The wildcard selection process seems to lie entirely within the A.S.O.’s discretion. In the past many assumed the criteria included a team’s success in early season races and ability to contribute excitement to the race. The 2011 selection demonstrated a slightly different, though not mutually exclusive, focus.
After the A.S.O. named the 2011 wildcard teams, John Wilcockson postulated an opinion shared by others regarding the wildcard selection process. He wrote that when the A.S.O. selects wildcard teams for the TDF, it shuts out teams whose riders or directors had previously brought embarrassment upon the Tour, namely by positive doping findings during the race.

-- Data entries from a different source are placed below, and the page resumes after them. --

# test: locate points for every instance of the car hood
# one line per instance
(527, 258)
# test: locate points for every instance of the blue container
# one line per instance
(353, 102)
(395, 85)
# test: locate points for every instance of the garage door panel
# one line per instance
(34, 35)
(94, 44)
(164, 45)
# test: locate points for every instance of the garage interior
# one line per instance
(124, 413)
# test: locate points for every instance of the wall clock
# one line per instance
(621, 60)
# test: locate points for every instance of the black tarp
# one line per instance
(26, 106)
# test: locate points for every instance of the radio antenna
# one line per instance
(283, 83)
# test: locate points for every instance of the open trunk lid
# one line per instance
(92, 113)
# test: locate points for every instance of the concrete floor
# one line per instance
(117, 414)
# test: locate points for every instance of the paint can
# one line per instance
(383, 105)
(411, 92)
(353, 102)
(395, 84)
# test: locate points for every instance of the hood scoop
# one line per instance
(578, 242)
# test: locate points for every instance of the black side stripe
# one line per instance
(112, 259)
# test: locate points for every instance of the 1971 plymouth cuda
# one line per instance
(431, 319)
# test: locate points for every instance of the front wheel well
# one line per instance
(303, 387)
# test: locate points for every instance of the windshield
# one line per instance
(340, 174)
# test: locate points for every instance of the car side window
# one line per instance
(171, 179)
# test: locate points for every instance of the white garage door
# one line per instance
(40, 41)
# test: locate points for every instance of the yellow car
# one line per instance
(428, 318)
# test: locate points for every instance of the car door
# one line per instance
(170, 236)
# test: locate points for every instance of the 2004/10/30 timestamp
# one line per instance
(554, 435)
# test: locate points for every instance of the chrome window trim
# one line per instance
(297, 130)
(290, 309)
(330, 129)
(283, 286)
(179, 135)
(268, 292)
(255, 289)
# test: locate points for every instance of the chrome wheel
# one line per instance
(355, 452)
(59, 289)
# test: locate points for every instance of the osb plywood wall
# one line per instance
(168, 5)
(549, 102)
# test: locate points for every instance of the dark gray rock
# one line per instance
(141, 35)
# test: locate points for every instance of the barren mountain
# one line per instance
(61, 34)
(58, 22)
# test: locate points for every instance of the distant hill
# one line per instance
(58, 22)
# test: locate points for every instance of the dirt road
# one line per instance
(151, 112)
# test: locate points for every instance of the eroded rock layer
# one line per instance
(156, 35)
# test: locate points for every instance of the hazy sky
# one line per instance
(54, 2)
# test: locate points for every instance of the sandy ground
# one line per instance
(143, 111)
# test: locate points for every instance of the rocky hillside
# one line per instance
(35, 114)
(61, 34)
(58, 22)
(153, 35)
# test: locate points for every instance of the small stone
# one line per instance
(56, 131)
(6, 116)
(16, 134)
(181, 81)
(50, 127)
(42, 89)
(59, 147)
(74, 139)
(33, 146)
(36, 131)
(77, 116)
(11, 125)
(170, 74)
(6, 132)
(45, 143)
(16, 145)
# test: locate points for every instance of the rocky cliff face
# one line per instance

In 2006 when Operation Puerto unfolded as the Tour was about to get underway, a number of implicated riders pulled out of the race the day before it started, including Ullrich, Basso, and Mancebo among others. So many Astana riders were involved the team withdrew from the race because it couldn’t meet the required minimum six riders.
Today cycling news outlets reported that judges overseeing the Mantova doping investigation may indict up to 32 riders and staff in the next few months; Damiano Cunego and several Lampre-ISD staff appear on the list of 32 which includes riders and staff on several teams.
Protecting the Tour from any association with doping, whether alleged or settled by a ruling body, appears to take top priority for the A.S.O. Is it possible the UCI will permit the A.S.O. to bend the rules in 2012, and disinvite Lampre-ISD on the basis of multiple pending or delivered Mantova indictments, or even Saxo Bank because Contador tested positive at last year’s Tour and was subsequently suspended?
While the latter seems less likely as the alleged doping violation by Contador was announced after the Tour unlike the 2008 Ricco scandal that colored the Tour for days, it doesn’t seem far-fetched to imagine the World Tour team invites could dwindle to fewer than eighteen on account of older, ongoing, or yet to emerge events, thus opening the door to more than four teams for a wildcard slot in 2012.
Such an outcome would permit four French teams to collect invites (Cofidis, Bretagne-Schuller, Saur-Sojasun, and Europcar) as well as an offer or offers to non-French teams who dream of their golden chances.